As far as the inline comment regarding the optimization, these are definitely the gray area where a comment does relay non-obvious implementation details. This could potentially be mitigated with a name such as optimizedBuffer or by pushing the buffer optimizations lower to a createFastBuffer.

 

I didn't mean the JSDoc as part of the question, it was just a literal copy paste to show what fwd does.
I don't see how it could be extracted ergonomically, since the invariant is that this.fwd(length) returning as the return value and this.pointer the two arguments to copy runs before allocate

In most cases inlining them is perfectly acceptable. These are the cases around buffer:

  doublele() {
    return this.buf.readDoubleLE(this.fwd(8))
  }
  slice(length: number) {
    return this.buf.slice(this.fwd(length), this.pointer)
  }
  buffer(/**/){/**/}
  string(length: number, encoding: Encoding) {
    return this.buf.toString(encoding, this.fwd(length), this.pointer)
  }

But yeah, hopefully this class will be single-responsibility enough that no one will come edit it at all. And the comment is definitely staying.

One more good thing about deleting comments is that the few that do remain are seen as that much more important.

 

I agree that more meaningful comments are necessary and that returning to your code periodically to see if they still apply is important. But like one other person has said, incorrect or suspicious comments have forced me to pull out my hat and magnifying glass to see if its accurate and, if necessary, fix issues before they present themselves as bugs. At that point I would suggest that you correct the comment to describe what is really happening.

In my field we have so many convoluted object names that going off of those alone is not enough for a new developer to understand the business logic. A good combination of well-maintained comments and proper javadocing can save a new team member a good deal of time.

 

Nice article Jason.

If anyone is looking to delve deeper into proper coding techniques then I suggest you pick up "Clean Code" by Robert Martin (Uncle Bob). It's a fantastic read and will help you think in a more concise thought process when writing code.

 

I'm kind of torn on this issue.

First of all, I like the code itself to be self-documenting with no inline comments. Comments that describe implementation, such as the "stop looping" one you mentioned, can quickly go out of date.

However, in C# components and microservices, I use documentation comments to allow other developers to see Intellisense hints in Visual Studio and to build documentation files using tools like Sandcastle. These comments should describe what the method does, such as "Search for unpaid invoices for specified customer", but not go into any implementation details like "Query XYZ.Invoices database table for unpaid customer invoices".
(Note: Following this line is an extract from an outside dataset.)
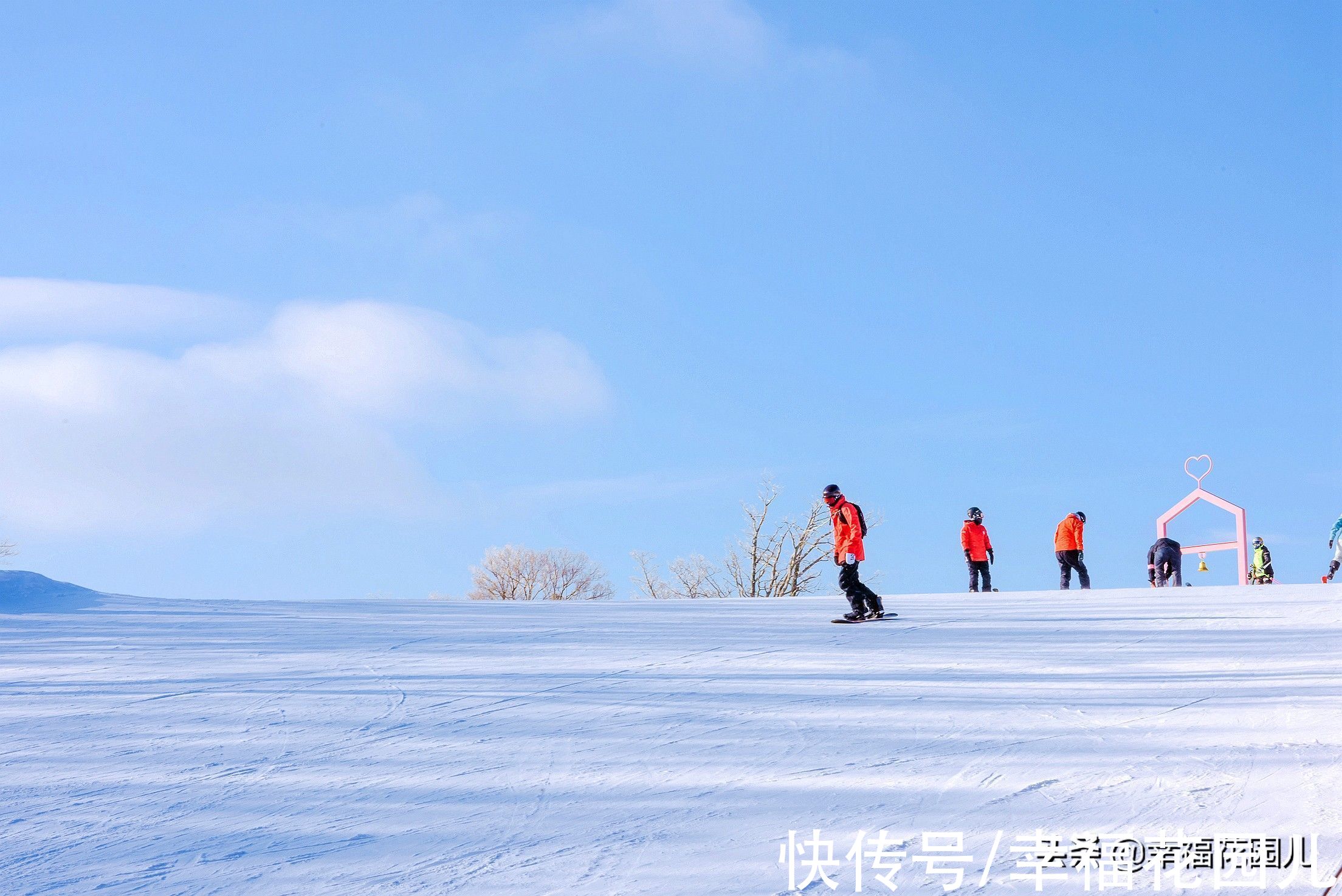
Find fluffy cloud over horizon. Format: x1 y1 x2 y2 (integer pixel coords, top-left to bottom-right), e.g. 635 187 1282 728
0 277 250 342
0 291 609 532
Also, since I frequently deal with legacy code going back 20+ years in some cases, I want to keep comments made by programmers who left the company many years ago. This gives me insight into what they were thinking when they originally developed the code. I may add my own comments (initialed) to indicate that the comments are no longer applicable if that's the case.

 

Agreed, there is definitely value in widely shared codebase to have a higher level of comments. I would still strive for readable code without comments in any codebase. That is, the comments should augment.